[omniORB] Py_ServantLocator Core Dump

Gary Pennington Gary.Pennington@uk.sun.com
Mon, 18 Sep 2000 18:55:35 +0100


Hi,

I've done some more investigating, still no debug build unfortunately, but I
have got some information.

I tried replacing my postinvoke method with a simple pass, e.g.

    def postinvoke(self, oid, poa, operation, cookie, serv):
        #For certain operations, we need to persist changes to the servant
        #Again use the factory to do this
        if operation in self.persistList:
            log("postinvoke: Persisting servant for "+str(oid))
            self.factory.persist(serv)

was converted into

    def postinvoke(self, oid, poa, operation, cookie, serv):
        pass


I then repeated my tests very many times. When I use the pass implementation
I never get a single core dump. However as soon as I revert to the original
implementation the core dumps resume.

The persist method takes quite a long time, could there be a race condition
somewhere that is being triggered by the comparatively long time spent in
postinvoke?

Some explanation.

Most operations on the objects accessed do not need to be persisted, ie they
do not change the state of the object. However, some operations do require
persistence and I thought it would be neat to have the postinvoke check to
see if persisting the state of the servant was required. It would appear that
this is
causing problems, as anyone any idea why?

More information

self.factory.persist is locked on entry and released on termination.
I mess around with serv state using __getstate__ to copy the serv dict object
and delete the "__omni_svt" entry from the copied dictionary.

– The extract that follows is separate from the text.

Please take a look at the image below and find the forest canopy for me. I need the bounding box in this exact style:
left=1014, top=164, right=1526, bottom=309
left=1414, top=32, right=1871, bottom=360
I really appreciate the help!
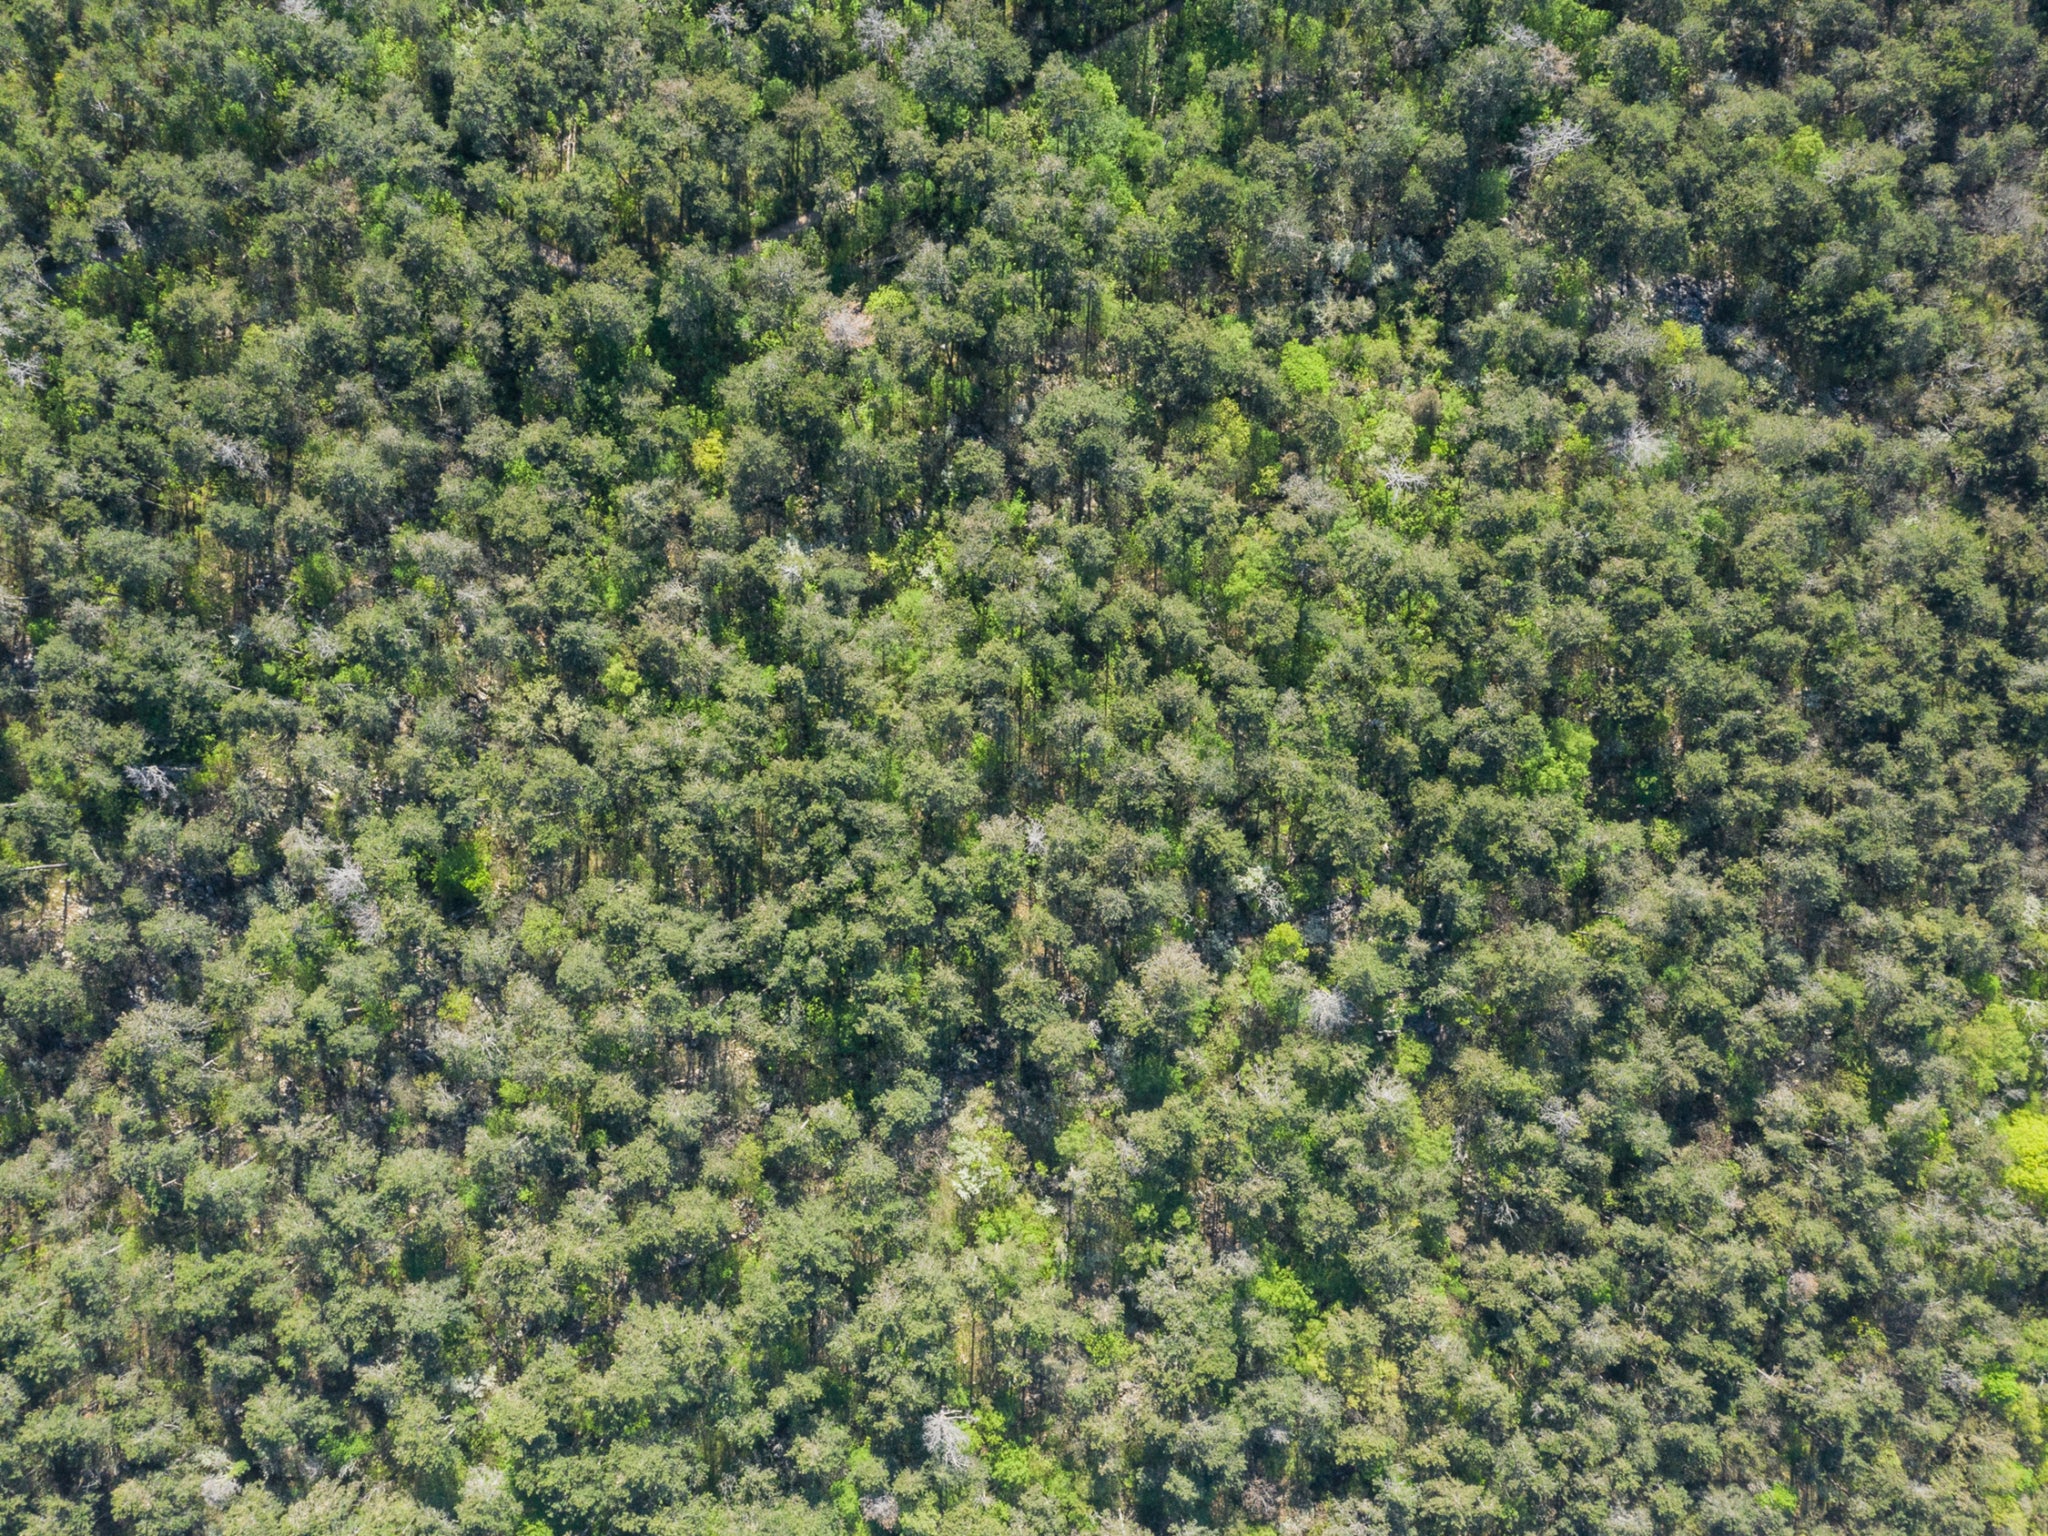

I guess I can work around this problem by invoking the update directly from
the methods that cause updates, it's just not as elegant. So I would like to
make this approach work if it's possible.

Gary

Gary Pennington wrote:

> Duncan Grisby wrote:
>
> > On Friday 15 September, Gary Pennington wrote:
> >
> > > I have some code which implements the Evictor pattern using Servant
> > > Locators (lifted from Henning/Vinoski and adapted to Python). The
> > > application is multi-threaded and I am using multiple POA and
> > > POAManagers to try and optimize throughput on SMP boxes.
> >
> > It doesn't have anything to do with your core dump, but do you realise
> > that Python has a global interpreter lock?  Only one thread can be
> > executing Python code at a time -- every few bytecode instructions,
> > the interpreter lock is unlocked to switch to a different thread. This
> > means that when your server is running Python code, only one processor
> > will be running at a time. Other processors will still be able to do
> > other omniORB tasks, like the early stages of operation dispatch, so
> > you will still get some advantages from the multiple processors.
>
> I was aware of the Python global lock. I implemented as I did for two
> reasons :-
>
> 1. Maybe in the future this limitation will be removed and my code will
> still be around and will be "ready to go".
> 2. Large parts of the processing are outside of Python, and they can be
> multi-threaded (as you describe above.)
>
> >
> >
> > > When the system is under heavy load, i.e. load testing, I get a core
> > > dump in the server process. The core indicates that the problem arises
> > > in :-
> > >
> > > -----------------  lwp# 12 / thread# 162  --------------------
> > >  ff0afa5c
> > > __0fRPy_ServantLocatorKpostinvokeRC65OPortableServerIObjectIdP65OPorta
> > > bleServerDPOAPCcPvP65OPortableServerLServantBase (36a930, fe00fa3c,
> > > 33fbe0, fe00
> > > fbe4, a087c, 4ba610) + 40
> >
> > I don't know what's going on here. There is very little code in
> > Py_ServantLocator::postinvoke() which isn't calls into other
> > functions. If anything was invalid, I would expect it to coredump in
> > some sub-function. Can you build a version of omniORBpy with debugging
> > information so we can see exactly where the error happens?
>
> I tried, I can't get omniORB to compile on my system. I need to spend more
> time investigating this and will try to put together a debug build next
> week so that I can investigate it thoroughly.
>
> Gary
>
> >
> >
> > Cheers,
> >
> > Duncan.
> >
> > --
> >  -- Duncan Grisby  \  Research Engineer  --
> >   -- AT&T Laboratories Cambridge          --
> >    -- http://www.uk.research.att.com/~dpg1 --